The LGBTQ activist actually does not manage to get to safety in Turkey. On October 27, 2021, she was arrested by the Iranian Revolutionary Guards. There was no sign of life from her for more than fifty days. Amnesty International and other organizations demand their release. Without success.

A few days ago, the Iranian judiciary found Sedighi Hamedani guilty of “corruption on earth” – the most serious charge in Iran’s legal system, which is usually raised for violations of Islamic law. The verdict is the death penalty.

First death sentence against lesbian women

In addition to Sedighi Hamedani, the court in the northwestern city of Urmia also sentenced 24-year-old LGBTQ activist Elham Chobdar to death. The two women have the right to appeal the verdict. According to the Germany-based Iranian LGBTQ organization 6Rang, it is the first time a woman has been sentenced to death in Iran because of her sexual orientation.

Accordingly, the women are accused of having propagated homosexuality and Christianity and having communicated with media hostile to Iran. The Iranian judiciary upheld the death sentences, but the state news agency Irna cited the reason that the women had trafficked in human beings. Iranian authorities often use this accusation to take action against people because of their sexual identity.

Arrested in northern Iraq

The disaster began for Zahra Sedighi Hamedani in spring 2021 in northern Iraq, where she lived at the time. After she spoke about the mistreatment of LGBTQ people in the autonomous region of Kurdistan in a BBC documentary, the Kurdish domestic intelligence agency Asayish notes them and held her in a prison for almost three weeks.

Zahra Sedighi Hamedani

Zahra Sedighi Hamedani

PD

“The 21 days felt like 21 years,” says Sedighi Hamedani in the video, which the organization 6Rang published. After being released on bail, she fled to her home in northwestern Iran, from where she planned to flee to Turkey.
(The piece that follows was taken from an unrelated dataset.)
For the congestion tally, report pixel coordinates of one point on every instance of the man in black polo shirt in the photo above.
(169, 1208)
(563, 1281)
Since her arrest at the Turkish border ten months ago, she has never been able to speak to a lawyer, criticize human rights organizations. In addition, security forces insulted her, threatened her with execution and warned her that she could lose custody of her two children.
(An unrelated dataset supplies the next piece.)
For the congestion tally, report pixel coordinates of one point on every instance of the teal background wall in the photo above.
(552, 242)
Almost 35,000 people signed an online petition, calling for Sedighi Hamedani’s release. But this is unlikely to have much effect: homosexuality is forbidden in Iran, and the penal code expressly criminalizes same-sex sexual acts for men and women.
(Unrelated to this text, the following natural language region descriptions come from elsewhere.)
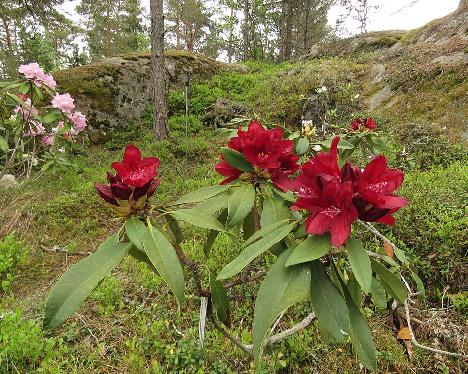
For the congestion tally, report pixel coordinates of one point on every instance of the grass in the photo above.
(130, 323)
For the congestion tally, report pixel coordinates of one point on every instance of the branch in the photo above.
(232, 338)
(286, 333)
(416, 344)
(243, 279)
(193, 266)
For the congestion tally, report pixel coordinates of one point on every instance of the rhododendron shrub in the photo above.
(36, 121)
(301, 210)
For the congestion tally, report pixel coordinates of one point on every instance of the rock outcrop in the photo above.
(116, 90)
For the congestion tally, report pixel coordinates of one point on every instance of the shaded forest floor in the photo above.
(130, 324)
Iran is so crackdown on sexual orientations that go against the traditional family image that it’s considered one of the most dangerous countries for LGBTQ people. There are no reliable figures, but homosexual men in particular are repeatedly sentenced to death and executed. As recently as February, two gay men were hanged in a prison.

Zahra Sedighi Hamedani says in the video: “I hope that one day we can all live freely in our own country.” She may now lose her life in Iran for this wish.